EGMR: Türkei muss Oppositionspolitiker Demirtas freilassen

Der Europäische Gerichtshof für Menschenrechte hat am 22.12.2020 die sofortige Freilassung des prokurdischen Politikers Selahattin Demirtas aus der Haft in der Türkei angeordnet und ihm zudem insgesamt 60.400 Euro für Vermögensschäden, immaterielle Schäden sowie Ausgleich für Kosten und Ausgaben zugestanden. Das Recht auf freie Meinungsäußerung und das Recht auf Freiheit und Sicherheit seien unter anderem verletzt worden, so der EGMR.

Zahlreiche Prozesse laufen

Demirtas (47) ist ehemaliger Vorsitzender der prokurdischen Partei HDP. Anfang November 2016 waren er und seine damalige Co-Chefin Figen Yüksekdag verhaftet worden. Zuvor war die Immunität von Demirtas als Abgeordneter aufgehoben geworden. Gegen den Politiker laufen zahlreiche Prozesse. Im sogenannten Hauptverfahren ist Demirtas unter anderem wegen Mitgliedschaft in einer Terrororganisation angeklagt.
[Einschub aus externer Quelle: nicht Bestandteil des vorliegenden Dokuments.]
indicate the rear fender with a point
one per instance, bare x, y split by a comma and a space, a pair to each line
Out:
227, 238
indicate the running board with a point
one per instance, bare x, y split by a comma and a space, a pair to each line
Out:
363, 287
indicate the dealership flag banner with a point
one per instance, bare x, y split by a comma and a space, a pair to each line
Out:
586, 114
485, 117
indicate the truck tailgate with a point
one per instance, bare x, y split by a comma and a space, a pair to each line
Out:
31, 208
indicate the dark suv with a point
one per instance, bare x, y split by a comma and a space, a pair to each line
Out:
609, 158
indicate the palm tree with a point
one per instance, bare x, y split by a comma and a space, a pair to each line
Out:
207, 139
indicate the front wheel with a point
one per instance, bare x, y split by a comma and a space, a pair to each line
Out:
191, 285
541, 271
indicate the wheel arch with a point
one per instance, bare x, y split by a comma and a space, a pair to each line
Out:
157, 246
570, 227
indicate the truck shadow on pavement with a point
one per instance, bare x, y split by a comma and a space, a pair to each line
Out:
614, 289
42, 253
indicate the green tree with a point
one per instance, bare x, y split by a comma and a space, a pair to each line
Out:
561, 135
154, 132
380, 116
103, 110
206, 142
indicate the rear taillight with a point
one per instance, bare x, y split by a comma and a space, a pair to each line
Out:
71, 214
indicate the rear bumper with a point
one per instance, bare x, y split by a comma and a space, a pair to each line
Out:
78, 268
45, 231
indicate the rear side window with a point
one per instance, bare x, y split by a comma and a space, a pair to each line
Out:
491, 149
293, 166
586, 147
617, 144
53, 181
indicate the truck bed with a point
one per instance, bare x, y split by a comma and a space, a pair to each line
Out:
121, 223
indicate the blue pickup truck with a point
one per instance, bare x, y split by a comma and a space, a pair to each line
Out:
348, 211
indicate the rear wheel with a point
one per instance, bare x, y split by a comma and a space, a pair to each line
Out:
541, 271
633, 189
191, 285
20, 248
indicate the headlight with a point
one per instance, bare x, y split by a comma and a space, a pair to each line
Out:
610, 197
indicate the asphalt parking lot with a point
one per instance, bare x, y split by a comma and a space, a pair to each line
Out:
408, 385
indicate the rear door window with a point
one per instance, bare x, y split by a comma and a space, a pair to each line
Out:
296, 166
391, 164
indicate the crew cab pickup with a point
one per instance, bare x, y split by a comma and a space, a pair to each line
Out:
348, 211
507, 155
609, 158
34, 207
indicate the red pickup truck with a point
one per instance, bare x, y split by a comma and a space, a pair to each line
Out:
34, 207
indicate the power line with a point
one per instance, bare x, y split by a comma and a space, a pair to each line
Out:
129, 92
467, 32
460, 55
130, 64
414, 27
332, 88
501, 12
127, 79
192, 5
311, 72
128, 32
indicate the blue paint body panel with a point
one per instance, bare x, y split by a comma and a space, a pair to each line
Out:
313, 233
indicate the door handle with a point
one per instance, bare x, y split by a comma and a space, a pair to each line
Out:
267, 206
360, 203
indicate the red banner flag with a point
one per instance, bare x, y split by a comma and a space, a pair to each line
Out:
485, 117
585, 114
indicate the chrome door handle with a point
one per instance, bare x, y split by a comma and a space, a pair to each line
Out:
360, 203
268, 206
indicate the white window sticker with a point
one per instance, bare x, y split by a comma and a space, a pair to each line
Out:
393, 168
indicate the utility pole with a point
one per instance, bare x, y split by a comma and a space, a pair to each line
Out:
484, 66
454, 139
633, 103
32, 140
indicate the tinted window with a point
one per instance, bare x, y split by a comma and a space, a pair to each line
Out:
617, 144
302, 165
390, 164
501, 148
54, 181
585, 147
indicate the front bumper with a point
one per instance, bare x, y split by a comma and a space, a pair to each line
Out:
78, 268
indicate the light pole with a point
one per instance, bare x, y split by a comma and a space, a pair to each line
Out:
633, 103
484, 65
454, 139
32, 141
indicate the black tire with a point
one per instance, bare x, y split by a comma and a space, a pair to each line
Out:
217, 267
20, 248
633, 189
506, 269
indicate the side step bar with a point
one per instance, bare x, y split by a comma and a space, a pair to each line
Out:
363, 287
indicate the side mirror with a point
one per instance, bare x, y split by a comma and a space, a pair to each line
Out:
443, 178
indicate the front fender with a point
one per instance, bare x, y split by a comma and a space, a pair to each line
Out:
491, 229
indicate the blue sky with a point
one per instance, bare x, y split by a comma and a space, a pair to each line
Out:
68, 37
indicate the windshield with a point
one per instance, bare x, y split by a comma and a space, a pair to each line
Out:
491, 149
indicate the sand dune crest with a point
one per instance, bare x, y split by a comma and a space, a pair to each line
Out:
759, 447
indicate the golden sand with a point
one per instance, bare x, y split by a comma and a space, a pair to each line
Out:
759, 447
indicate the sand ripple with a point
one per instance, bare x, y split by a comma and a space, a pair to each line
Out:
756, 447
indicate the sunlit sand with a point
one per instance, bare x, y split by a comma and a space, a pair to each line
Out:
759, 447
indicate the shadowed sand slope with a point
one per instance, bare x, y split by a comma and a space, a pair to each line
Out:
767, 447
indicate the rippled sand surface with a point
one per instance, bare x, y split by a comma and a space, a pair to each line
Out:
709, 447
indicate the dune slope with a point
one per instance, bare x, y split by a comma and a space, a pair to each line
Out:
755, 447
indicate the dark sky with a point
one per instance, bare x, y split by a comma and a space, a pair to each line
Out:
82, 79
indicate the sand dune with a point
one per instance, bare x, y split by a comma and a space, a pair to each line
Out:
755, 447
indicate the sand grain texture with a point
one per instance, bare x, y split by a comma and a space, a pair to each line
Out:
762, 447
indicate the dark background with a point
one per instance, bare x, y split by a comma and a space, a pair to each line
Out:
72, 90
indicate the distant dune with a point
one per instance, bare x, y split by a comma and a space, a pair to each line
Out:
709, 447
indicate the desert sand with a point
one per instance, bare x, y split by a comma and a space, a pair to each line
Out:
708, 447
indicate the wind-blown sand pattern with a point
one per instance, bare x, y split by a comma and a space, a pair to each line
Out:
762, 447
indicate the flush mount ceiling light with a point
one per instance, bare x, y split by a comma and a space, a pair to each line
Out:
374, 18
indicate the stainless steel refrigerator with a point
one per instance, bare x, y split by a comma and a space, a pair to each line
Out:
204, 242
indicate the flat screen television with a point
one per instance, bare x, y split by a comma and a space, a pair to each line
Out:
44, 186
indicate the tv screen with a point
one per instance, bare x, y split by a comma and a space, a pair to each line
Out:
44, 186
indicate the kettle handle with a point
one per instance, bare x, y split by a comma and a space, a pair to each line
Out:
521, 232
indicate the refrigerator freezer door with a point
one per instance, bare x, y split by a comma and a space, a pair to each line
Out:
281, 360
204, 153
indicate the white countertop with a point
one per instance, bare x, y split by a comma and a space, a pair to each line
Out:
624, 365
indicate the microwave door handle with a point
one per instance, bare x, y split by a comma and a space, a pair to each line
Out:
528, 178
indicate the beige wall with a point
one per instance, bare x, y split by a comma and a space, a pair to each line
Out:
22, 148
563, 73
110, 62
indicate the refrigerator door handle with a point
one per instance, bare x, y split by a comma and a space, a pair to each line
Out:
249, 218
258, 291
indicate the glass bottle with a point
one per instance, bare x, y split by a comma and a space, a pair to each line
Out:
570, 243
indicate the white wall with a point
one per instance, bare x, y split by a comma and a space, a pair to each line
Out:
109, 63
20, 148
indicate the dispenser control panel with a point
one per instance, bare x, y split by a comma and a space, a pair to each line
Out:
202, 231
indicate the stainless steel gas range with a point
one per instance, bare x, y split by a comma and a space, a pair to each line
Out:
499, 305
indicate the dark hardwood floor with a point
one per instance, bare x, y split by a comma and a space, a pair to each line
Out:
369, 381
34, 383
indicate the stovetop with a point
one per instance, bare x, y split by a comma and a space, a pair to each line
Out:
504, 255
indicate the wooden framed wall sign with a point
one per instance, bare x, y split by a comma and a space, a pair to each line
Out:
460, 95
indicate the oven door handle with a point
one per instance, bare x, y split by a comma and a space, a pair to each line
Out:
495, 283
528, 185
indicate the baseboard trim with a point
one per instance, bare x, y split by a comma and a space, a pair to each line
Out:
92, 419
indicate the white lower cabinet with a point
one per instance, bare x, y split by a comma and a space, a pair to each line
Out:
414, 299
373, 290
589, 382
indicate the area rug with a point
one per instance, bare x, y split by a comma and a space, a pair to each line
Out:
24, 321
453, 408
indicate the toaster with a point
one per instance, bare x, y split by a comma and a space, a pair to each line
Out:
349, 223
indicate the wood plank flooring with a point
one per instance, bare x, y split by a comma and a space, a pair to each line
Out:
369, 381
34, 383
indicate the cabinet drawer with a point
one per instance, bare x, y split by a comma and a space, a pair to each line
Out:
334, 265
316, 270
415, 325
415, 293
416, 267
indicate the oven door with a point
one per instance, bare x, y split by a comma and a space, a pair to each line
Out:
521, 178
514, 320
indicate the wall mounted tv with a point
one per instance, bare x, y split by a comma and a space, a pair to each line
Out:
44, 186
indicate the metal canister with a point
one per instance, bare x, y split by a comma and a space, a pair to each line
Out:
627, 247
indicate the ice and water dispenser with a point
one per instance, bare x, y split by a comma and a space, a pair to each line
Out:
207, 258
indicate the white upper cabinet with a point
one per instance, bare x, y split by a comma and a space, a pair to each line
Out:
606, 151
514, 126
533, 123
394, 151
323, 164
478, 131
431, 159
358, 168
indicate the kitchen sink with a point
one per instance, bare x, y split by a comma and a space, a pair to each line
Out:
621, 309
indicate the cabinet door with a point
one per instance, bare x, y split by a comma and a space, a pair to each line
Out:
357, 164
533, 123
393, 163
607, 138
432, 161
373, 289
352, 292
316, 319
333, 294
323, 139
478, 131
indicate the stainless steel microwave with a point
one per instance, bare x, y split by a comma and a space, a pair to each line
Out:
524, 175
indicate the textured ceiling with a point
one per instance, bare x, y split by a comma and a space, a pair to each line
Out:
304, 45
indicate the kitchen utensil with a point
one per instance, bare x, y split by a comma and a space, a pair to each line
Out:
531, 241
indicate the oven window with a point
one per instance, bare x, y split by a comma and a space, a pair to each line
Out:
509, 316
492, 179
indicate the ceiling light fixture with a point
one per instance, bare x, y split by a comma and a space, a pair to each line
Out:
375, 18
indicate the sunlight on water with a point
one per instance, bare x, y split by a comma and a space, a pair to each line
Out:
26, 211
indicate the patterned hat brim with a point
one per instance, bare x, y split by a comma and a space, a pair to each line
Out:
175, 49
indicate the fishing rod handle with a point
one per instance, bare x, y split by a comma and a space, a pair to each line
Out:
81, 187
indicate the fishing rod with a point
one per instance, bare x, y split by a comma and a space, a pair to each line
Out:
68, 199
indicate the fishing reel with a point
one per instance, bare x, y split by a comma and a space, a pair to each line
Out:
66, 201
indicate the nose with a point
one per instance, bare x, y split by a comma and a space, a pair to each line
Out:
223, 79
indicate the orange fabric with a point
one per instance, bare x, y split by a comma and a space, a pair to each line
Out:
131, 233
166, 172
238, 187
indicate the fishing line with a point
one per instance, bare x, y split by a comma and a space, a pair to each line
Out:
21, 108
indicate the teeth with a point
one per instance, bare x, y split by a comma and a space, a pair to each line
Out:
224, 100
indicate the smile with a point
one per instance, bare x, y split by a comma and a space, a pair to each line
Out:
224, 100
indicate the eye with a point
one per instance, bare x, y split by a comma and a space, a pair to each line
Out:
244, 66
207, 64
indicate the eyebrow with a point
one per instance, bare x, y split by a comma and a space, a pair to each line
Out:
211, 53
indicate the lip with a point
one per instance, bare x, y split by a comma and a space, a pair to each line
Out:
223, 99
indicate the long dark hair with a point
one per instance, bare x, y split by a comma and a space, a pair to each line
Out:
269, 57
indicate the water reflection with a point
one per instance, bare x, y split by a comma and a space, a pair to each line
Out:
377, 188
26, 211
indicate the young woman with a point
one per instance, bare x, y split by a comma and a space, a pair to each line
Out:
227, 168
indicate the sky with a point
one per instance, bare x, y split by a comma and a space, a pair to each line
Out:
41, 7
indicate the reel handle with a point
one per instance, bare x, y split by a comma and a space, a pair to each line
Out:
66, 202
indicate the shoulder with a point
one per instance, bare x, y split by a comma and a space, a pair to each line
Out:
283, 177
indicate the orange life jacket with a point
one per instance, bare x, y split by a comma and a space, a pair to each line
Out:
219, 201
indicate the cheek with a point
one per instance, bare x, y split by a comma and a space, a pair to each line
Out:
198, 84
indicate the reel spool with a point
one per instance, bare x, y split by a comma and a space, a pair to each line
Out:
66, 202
Inhaftierung als Mittel zum Zweck

Demirtas` Inhaftierung während des Referendums für ein Präsidialsystem in der Türkei 2017 und der Präsidentschaftswahlen 2018 habe den konkreten Zweck gehabt, Pluralismus zu unterdrücken und die Freiheit der politischen Debatte einzuschränken, erklärte der EGMR nun in seinem Urteil.

Frühere Freilassungsanordnung nicht umgesetzt

Bereits 2018 hatte das Straßburger Gericht die Freilassung des Politikers angeordnet, weil die lange Untersuchungshaft ungerechtfertigt sei. Die Türkei setzte das Urteil aber nicht um. Der Fall landete vor der Großen Kammer des EGMR, also vor der höchsten Instanz des Straßburger Gerichts.

Inzwischen neuer Haftbefehl ergangen

Inzwischen liegt auch ein neuer Haftbefehl gegen Demirtas vor. Ein diesbezüglicher Antrag des Politikers beim EGMR ist nach Angaben des Gerichts noch anhängig. Die Türkei als Mitglied des Europarats muss Urteile des EGMR umsetzen.

EGMR, Urteil vom 22.12.2020 - 14305/17

Redaktion beck-aktuell, 23. Dezember 2020 (dpa).